Als Sascha Schneider 1893 sein Studium an der Dresdner Kunstakademie beendet und ein Jahr später seine ersten eigenen Ausstellungen in Angriff nehmen kann, wird er mitgerissen vom reformatorischen Geist jener Epoche. Seine Werke entstehen unter dem Einfluss einer Strömung, die in diesen umwälzenden Jahren nicht nur Gesellschaft, Politik und Kunst erfasst hat, sondern auch die Auffassung dessen, was Idealbild des menschlichen Körpers sei, grundlegend verändert. Das Körperbild des Jugendstils mit seinen feingliedrigen Gestalten hat ausgedient. Die umfassenden Ideen der Lebensreform und des Naturalismus machen den vitalen, trainierten Körper, sonnengegerbt und strotzend vor Kraft salonfähig. Er wird zum Sehnsuchtsbild einer Gesellschaft auf dem Weg in die Industrialisierung, die ihr Heil in der romantischen Flucht in eine idealisierte Antike sucht.
Das Körperbild des Jugendstils mit seinen feingliedrigen Gestalten hat ausgedient. Die umfassenden Ideen der Lebensreform und des Naturalismus machen den vitalen, trainierten Körper, sonnengegerbt und strotzend vor Kraft salonfähig.
Der Kunsthistoriker, Museumsdirektor und Maler Kuno Graf von Hardenberg erinnert sich 1904 in einer Ausgabe der Zeitschrift »Deutsche Kunst und Dekoration« an die ersten Jahre des damals noch idealistischen Schneiders wie folgt:
Als Sascha Schneider vor zehn Jahren mit seinen Kartons zum ersten Male an die Öffentlichkeit trat, da war des Geredes kein Ende; einige waren begeistert, viele entsetzt, aber alle waren gefesselt. Man fühlte instinktiv, dass man etwas Eigenartiges, etwas Neues vor sich habe, etwas Dämonisches, das man sich nicht erklären könnte, das aber dennoch mit suggestiver Kraft wirkte.
Kuno Graf Hardenberg – »Sascha Schneider auf der Dresdner Kunst-Ausstellung« erschienen in »Deutsche Kunst und Dekoration« 1904
Soziale Fragen, Mystik & Homoerotik, Sascha Schneiders Werke im Licht seiner Zeit
Kaum der biederen Atmosphäre der Kunstakademie entronnen, beginnt Schneider fieberhaft damit, seine Ideen auf Leinwand umzusetzen. Immer wieder begegnet uns in der frühen Schaffensphase das Motiv des revolutionären Aktes und die damit einhergehende Veränderung starrer Herrschaftssysteme. Es entstehen politisch deutbare Werke wie »Der Anarchist« und »Auf zum Kampf«, aber auch religiöse Themen und Mystik fließen in Schneiders Schaffen ein. Dabei ist zu beobachten, dass der Künstler beileibe nicht nur aus der Quelle christlicher Mystik schöpft.

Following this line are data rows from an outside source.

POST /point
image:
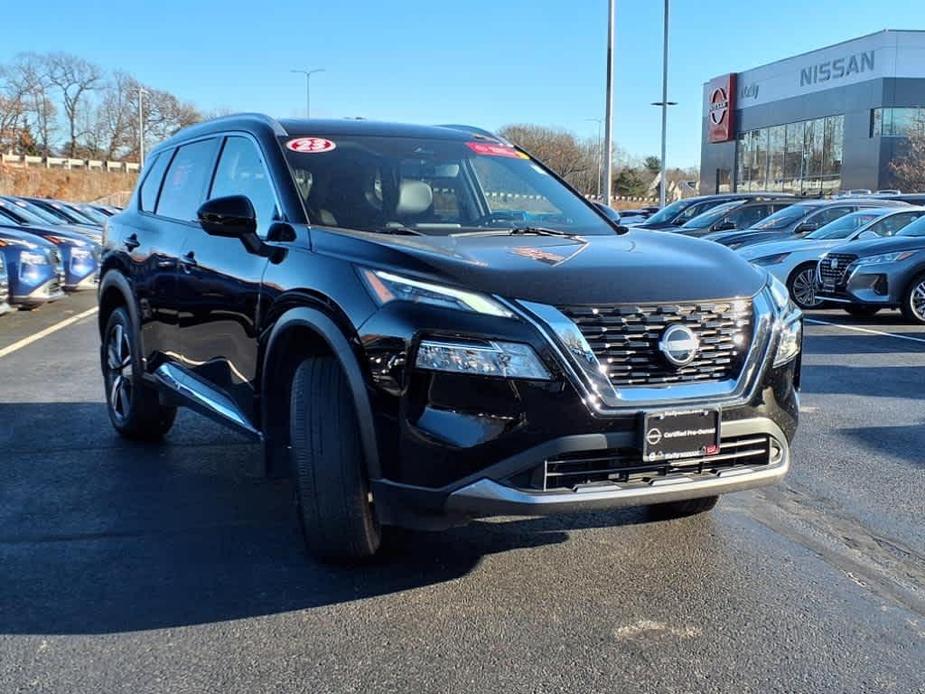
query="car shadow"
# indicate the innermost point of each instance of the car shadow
(100, 535)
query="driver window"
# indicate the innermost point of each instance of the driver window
(241, 171)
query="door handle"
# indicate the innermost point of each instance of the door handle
(188, 261)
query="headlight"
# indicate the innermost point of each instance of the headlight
(885, 258)
(386, 287)
(790, 319)
(770, 259)
(33, 258)
(505, 359)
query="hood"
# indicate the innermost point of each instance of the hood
(639, 266)
(884, 245)
(791, 245)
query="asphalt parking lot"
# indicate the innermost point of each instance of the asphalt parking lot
(130, 568)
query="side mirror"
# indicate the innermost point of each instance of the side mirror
(231, 217)
(806, 227)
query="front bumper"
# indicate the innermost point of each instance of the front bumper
(504, 488)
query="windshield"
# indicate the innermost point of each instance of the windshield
(431, 186)
(712, 215)
(916, 228)
(843, 227)
(669, 212)
(35, 214)
(785, 217)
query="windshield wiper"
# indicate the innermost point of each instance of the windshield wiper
(542, 231)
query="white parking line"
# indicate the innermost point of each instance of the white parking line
(863, 330)
(26, 341)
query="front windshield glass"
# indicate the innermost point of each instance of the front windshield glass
(784, 217)
(669, 212)
(711, 216)
(431, 186)
(916, 228)
(843, 227)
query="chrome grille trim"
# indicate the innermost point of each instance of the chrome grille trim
(837, 275)
(625, 339)
(600, 396)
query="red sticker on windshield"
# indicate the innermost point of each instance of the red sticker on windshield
(490, 150)
(310, 145)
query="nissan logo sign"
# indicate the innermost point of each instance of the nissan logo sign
(719, 104)
(679, 345)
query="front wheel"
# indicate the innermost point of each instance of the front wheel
(133, 406)
(335, 504)
(861, 310)
(802, 286)
(913, 307)
(681, 509)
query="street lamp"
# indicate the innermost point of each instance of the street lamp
(600, 152)
(608, 106)
(308, 95)
(664, 104)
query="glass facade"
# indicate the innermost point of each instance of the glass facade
(896, 122)
(802, 157)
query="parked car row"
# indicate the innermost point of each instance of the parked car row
(48, 247)
(863, 252)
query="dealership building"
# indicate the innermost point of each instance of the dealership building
(832, 119)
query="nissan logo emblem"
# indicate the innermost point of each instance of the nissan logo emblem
(719, 104)
(679, 344)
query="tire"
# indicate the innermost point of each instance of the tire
(861, 310)
(802, 287)
(682, 509)
(133, 406)
(913, 306)
(338, 520)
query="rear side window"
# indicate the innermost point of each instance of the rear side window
(241, 171)
(186, 181)
(152, 180)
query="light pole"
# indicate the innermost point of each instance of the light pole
(600, 152)
(141, 127)
(664, 103)
(308, 93)
(608, 109)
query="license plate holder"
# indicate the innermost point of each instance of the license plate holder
(674, 434)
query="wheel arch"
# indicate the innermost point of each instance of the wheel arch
(299, 333)
(115, 291)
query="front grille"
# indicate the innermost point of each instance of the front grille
(835, 275)
(625, 465)
(624, 338)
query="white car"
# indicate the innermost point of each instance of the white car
(793, 261)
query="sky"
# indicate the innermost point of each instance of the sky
(481, 62)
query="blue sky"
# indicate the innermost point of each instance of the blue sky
(484, 62)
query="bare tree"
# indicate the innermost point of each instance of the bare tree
(73, 77)
(909, 168)
(575, 161)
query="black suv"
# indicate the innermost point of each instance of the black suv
(427, 325)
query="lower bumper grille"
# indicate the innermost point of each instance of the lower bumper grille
(625, 465)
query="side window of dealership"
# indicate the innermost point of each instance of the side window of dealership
(825, 121)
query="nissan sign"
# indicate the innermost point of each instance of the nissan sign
(720, 96)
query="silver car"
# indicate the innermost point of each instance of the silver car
(793, 261)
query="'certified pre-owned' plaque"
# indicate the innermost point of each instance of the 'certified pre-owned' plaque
(680, 434)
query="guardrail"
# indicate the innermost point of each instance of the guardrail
(27, 160)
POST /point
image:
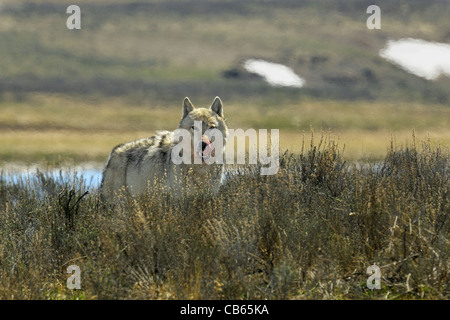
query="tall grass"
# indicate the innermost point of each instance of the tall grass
(310, 231)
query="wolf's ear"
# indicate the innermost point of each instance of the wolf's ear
(217, 106)
(187, 107)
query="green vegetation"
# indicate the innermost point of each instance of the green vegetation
(310, 231)
(163, 50)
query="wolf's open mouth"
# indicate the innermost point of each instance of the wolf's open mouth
(205, 147)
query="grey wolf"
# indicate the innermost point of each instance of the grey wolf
(146, 165)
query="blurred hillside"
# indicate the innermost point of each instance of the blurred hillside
(165, 50)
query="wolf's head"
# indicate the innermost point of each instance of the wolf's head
(205, 125)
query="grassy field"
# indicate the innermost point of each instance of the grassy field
(62, 129)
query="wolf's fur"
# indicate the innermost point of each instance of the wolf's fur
(145, 165)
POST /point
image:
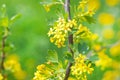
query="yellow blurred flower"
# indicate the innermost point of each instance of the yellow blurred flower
(111, 75)
(112, 2)
(115, 50)
(47, 7)
(106, 19)
(108, 33)
(96, 47)
(1, 77)
(93, 5)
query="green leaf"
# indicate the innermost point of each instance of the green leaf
(4, 22)
(89, 19)
(69, 57)
(3, 10)
(83, 48)
(14, 18)
(52, 56)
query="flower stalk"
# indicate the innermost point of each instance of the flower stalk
(70, 39)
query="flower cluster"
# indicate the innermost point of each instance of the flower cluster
(42, 73)
(60, 30)
(80, 68)
(85, 8)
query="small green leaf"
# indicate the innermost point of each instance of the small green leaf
(94, 58)
(4, 22)
(52, 56)
(83, 48)
(3, 10)
(89, 19)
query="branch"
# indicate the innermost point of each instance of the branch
(70, 39)
(3, 53)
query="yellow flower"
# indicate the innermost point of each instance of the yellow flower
(89, 69)
(50, 32)
(60, 30)
(12, 64)
(47, 7)
(106, 19)
(1, 77)
(93, 5)
(115, 50)
(112, 2)
(82, 4)
(96, 47)
(111, 75)
(108, 33)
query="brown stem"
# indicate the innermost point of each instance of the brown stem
(70, 39)
(3, 54)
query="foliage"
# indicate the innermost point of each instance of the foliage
(95, 29)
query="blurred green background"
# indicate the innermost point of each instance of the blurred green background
(29, 33)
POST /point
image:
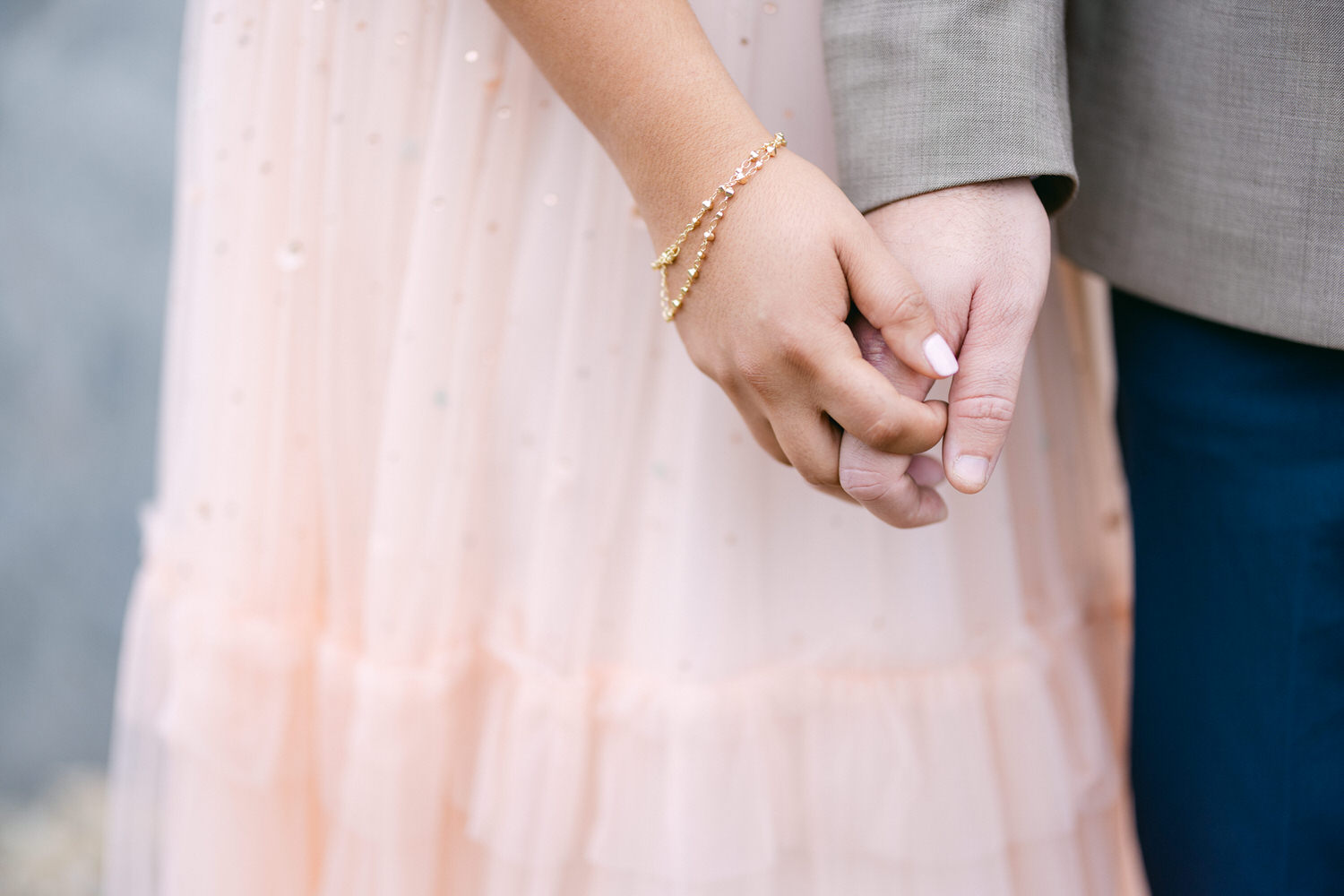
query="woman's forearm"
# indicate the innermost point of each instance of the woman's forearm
(644, 80)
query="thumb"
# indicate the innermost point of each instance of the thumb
(983, 397)
(887, 295)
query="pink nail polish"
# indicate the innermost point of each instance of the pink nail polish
(972, 470)
(940, 355)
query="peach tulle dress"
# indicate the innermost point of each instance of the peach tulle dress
(460, 579)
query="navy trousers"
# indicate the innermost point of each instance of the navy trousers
(1234, 450)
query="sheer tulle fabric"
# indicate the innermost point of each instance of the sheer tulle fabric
(461, 579)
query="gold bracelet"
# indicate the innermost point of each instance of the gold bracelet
(742, 175)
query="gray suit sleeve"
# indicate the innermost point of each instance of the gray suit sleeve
(937, 93)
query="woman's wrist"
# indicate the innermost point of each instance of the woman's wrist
(685, 169)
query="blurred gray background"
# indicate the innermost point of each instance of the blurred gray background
(86, 152)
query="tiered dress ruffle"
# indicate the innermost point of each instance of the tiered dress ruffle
(460, 579)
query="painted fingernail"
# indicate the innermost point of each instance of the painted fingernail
(940, 355)
(972, 470)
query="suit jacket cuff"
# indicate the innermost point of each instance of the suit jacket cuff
(938, 93)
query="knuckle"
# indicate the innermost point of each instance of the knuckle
(752, 370)
(906, 304)
(819, 477)
(795, 349)
(995, 409)
(863, 484)
(884, 430)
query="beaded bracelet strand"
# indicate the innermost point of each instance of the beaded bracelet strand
(742, 175)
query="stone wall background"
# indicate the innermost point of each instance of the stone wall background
(88, 91)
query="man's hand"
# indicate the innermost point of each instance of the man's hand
(981, 255)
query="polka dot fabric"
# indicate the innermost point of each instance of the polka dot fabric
(460, 579)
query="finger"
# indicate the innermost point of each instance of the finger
(758, 425)
(889, 485)
(889, 296)
(926, 470)
(812, 444)
(984, 392)
(875, 351)
(863, 402)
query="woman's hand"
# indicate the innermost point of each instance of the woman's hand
(766, 319)
(981, 253)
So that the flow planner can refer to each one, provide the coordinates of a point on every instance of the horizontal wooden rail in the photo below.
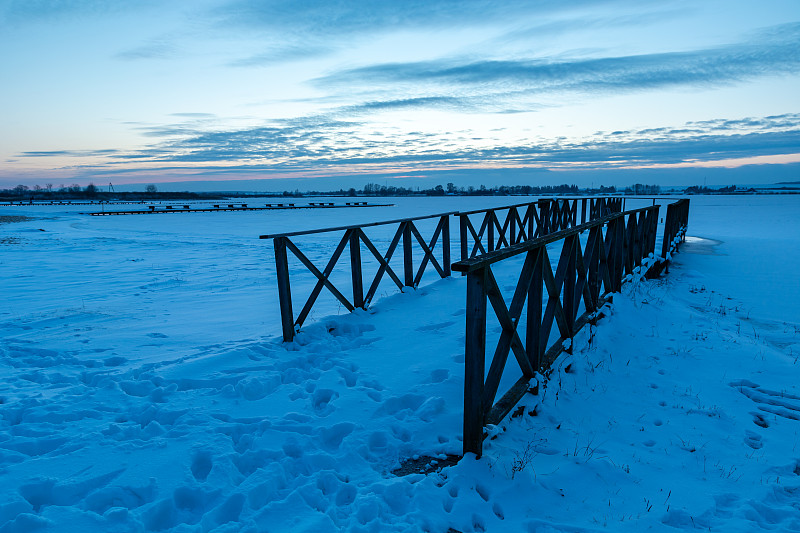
(509, 225)
(586, 275)
(354, 226)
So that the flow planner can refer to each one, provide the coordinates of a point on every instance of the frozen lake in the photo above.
(144, 387)
(201, 276)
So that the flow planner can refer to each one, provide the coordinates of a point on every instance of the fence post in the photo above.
(408, 264)
(490, 229)
(534, 314)
(355, 268)
(512, 225)
(446, 245)
(569, 285)
(544, 216)
(284, 289)
(475, 362)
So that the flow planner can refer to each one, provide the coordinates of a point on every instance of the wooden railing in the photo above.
(585, 276)
(675, 225)
(523, 222)
(352, 238)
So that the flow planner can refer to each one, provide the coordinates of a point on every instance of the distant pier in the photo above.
(187, 208)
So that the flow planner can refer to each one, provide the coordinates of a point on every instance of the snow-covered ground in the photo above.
(145, 387)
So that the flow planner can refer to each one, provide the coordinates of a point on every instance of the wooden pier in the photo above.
(186, 208)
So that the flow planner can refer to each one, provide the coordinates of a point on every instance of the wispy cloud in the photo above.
(152, 50)
(707, 67)
(315, 143)
(331, 19)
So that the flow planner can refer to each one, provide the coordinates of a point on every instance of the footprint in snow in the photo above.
(753, 440)
(201, 465)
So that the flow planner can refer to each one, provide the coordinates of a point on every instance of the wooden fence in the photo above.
(586, 275)
(523, 222)
(675, 226)
(352, 238)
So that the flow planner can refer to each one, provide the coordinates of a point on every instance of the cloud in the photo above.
(18, 12)
(285, 52)
(347, 19)
(712, 66)
(153, 50)
(69, 153)
(325, 142)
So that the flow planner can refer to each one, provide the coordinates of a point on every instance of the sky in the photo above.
(327, 92)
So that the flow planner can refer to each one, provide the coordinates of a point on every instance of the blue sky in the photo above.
(145, 91)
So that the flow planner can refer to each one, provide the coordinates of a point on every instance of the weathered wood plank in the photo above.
(474, 362)
(284, 288)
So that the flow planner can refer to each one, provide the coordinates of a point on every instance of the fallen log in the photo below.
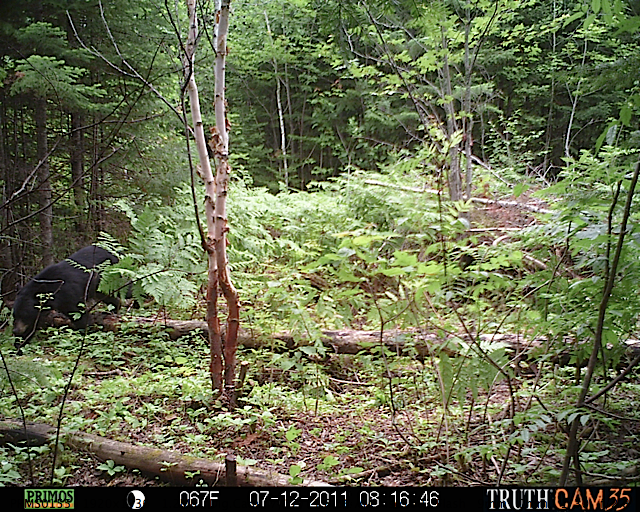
(169, 466)
(346, 341)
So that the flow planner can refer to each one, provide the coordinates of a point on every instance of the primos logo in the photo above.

So findet sich in der Zeitschrift »The Artist« von 1901 ein treffender Artikel über den religiös geprägten Symbolismus in Schneiders Werken:
Sascha Schneider does not confine himself exclusively to Christianity; his fancy travels to Egypt, Assyria and Greece. There is always an idea beneath his art: the weeping of the man tormented by grief, by the problems of humanity, by the mystery of fate, the contradictions of Justice, the cruelty of death and the uncertainty of hope.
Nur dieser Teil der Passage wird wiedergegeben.